Summary Toxic shock syndrome toxin‐1 (TSST‐1) is a superantigen (SAg) produced by Staphylococcus aureus thought to be responsible for essentially all cases of menstrual‐associated toxic shock syndrome (TSS). As a potent exotoxin, it is not surprising that S. aureus has evolved multiple systems to control expression of TSST‐1. Although the accessory gene regulator (Agr) system is recognized to enhance TSST‐1 expression, how Agr regulates TSST‐1 is unclear. Using an agr‐null mutant, complementation experiments demonstrated that Agr controls TSST‐1 expression through the activity of the RNAIII effector molecule. RNAIII can repress translation of the repressor of toxins (Rot) regulator, and deletion of rot increased expression of TSST‐1 during the exponential phase of growth. Deletion of agr did not affect rot transcription, but did result in overexpression of the Rot protein, and Rot was also shown to bind and positively regulate the rot promoter. Overexpression of Rot dramatically repressed TSST‐1, and Rot bound directly to the TSST‐1 promoter. Deletion of both agr and rot in S. aureus returned TSST‐1 expression to wild‐type levels. This work demonstrates that Agr, although widely considered to be an inducer of TSST‐1, has evolved in combination with Rot, to restrict the expression of this potent SAg.
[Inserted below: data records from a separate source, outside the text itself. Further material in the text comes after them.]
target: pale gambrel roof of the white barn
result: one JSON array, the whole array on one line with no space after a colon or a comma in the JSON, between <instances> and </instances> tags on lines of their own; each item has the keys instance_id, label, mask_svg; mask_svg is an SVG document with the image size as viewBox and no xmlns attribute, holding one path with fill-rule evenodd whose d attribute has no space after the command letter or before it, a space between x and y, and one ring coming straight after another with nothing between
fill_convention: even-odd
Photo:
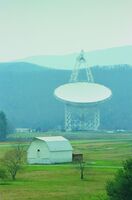
<instances>
[{"instance_id":1,"label":"pale gambrel roof of the white barn","mask_svg":"<svg viewBox=\"0 0 132 200\"><path fill-rule=\"evenodd\" d=\"M50 151L72 150L70 142L62 136L36 137L36 139L46 142Z\"/></svg>"}]
</instances>

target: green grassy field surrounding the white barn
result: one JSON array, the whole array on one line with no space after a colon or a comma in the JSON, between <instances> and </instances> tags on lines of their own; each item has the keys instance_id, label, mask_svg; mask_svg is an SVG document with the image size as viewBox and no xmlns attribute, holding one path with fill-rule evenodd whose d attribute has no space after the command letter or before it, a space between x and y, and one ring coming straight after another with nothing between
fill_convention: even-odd
<instances>
[{"instance_id":1,"label":"green grassy field surrounding the white barn","mask_svg":"<svg viewBox=\"0 0 132 200\"><path fill-rule=\"evenodd\" d=\"M75 164L26 165L16 181L1 183L0 200L101 200L106 181L113 177L123 160L132 157L131 137L121 138L71 141L74 152L84 154L83 181ZM13 144L0 143L0 157Z\"/></svg>"}]
</instances>

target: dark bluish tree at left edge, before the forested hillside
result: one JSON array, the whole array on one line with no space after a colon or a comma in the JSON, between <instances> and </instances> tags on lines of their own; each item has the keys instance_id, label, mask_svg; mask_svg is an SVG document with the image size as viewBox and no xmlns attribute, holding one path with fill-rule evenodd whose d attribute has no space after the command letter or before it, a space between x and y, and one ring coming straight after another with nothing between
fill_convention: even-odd
<instances>
[{"instance_id":1,"label":"dark bluish tree at left edge, before the forested hillside","mask_svg":"<svg viewBox=\"0 0 132 200\"><path fill-rule=\"evenodd\" d=\"M7 134L7 119L4 112L0 111L0 139L4 140Z\"/></svg>"}]
</instances>

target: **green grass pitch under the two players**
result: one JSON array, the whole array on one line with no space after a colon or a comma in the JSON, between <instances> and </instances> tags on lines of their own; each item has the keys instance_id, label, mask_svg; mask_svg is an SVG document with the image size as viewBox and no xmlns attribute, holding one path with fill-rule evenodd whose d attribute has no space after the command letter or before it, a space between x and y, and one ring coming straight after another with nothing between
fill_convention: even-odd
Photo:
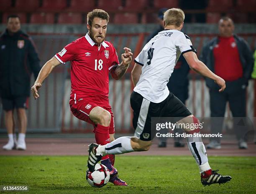
<instances>
[{"instance_id":1,"label":"green grass pitch under the two players","mask_svg":"<svg viewBox=\"0 0 256 194\"><path fill-rule=\"evenodd\" d=\"M85 179L86 161L86 156L0 156L0 185L28 186L29 193L256 192L256 157L209 157L213 169L233 178L210 187L202 186L189 156L117 156L115 167L129 187L91 187Z\"/></svg>"}]
</instances>

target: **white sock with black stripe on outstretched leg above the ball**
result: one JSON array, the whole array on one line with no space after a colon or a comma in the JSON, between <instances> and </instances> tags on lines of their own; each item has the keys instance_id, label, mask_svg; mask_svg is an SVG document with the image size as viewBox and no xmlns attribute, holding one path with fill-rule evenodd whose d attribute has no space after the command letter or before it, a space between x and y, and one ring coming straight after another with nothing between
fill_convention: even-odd
<instances>
[{"instance_id":1,"label":"white sock with black stripe on outstretched leg above the ball","mask_svg":"<svg viewBox=\"0 0 256 194\"><path fill-rule=\"evenodd\" d=\"M106 145L100 145L97 148L97 152L102 156L107 154L124 154L134 152L131 147L131 137L119 137Z\"/></svg>"}]
</instances>

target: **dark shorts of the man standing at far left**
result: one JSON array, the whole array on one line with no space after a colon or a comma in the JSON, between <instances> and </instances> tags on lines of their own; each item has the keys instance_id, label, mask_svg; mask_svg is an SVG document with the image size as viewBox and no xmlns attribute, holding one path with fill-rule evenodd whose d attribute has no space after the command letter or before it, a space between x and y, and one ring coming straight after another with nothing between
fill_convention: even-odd
<instances>
[{"instance_id":1,"label":"dark shorts of the man standing at far left","mask_svg":"<svg viewBox=\"0 0 256 194\"><path fill-rule=\"evenodd\" d=\"M17 108L28 108L28 97L8 97L8 98L1 98L3 109L5 111L13 110Z\"/></svg>"}]
</instances>

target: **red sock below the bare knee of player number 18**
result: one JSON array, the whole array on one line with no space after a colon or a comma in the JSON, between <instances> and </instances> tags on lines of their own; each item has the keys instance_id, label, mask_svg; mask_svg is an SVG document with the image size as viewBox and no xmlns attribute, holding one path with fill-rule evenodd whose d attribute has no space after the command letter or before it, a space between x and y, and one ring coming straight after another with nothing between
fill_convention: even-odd
<instances>
[{"instance_id":1,"label":"red sock below the bare knee of player number 18","mask_svg":"<svg viewBox=\"0 0 256 194\"><path fill-rule=\"evenodd\" d=\"M93 132L95 133L95 140L97 144L105 145L110 142L110 136L108 132L109 126L105 127L100 124L94 128ZM101 160L108 159L108 155L105 155L101 158Z\"/></svg>"}]
</instances>

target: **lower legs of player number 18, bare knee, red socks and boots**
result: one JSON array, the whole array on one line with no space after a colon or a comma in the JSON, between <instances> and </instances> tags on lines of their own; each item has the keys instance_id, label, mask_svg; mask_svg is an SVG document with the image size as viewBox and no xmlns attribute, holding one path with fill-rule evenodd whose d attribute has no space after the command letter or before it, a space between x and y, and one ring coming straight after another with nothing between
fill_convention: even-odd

Toxic shock syndrome toxin‐1 (TSST‐1) is a potent Staphylococcus aureus superantigen regulated by the quorum‐sensing accessory gene regulator (Agr) system, yet how Agr regulates TSST‐1 is unclear. This work demonstrates that Agr controls TSST‐1 expression through the repressor of toxins (Rot), and although Agr is widely considered to be an inducer of TSST‐1, Agr functions in combination with Rot to restrict TSST‐1 expression at low cell density.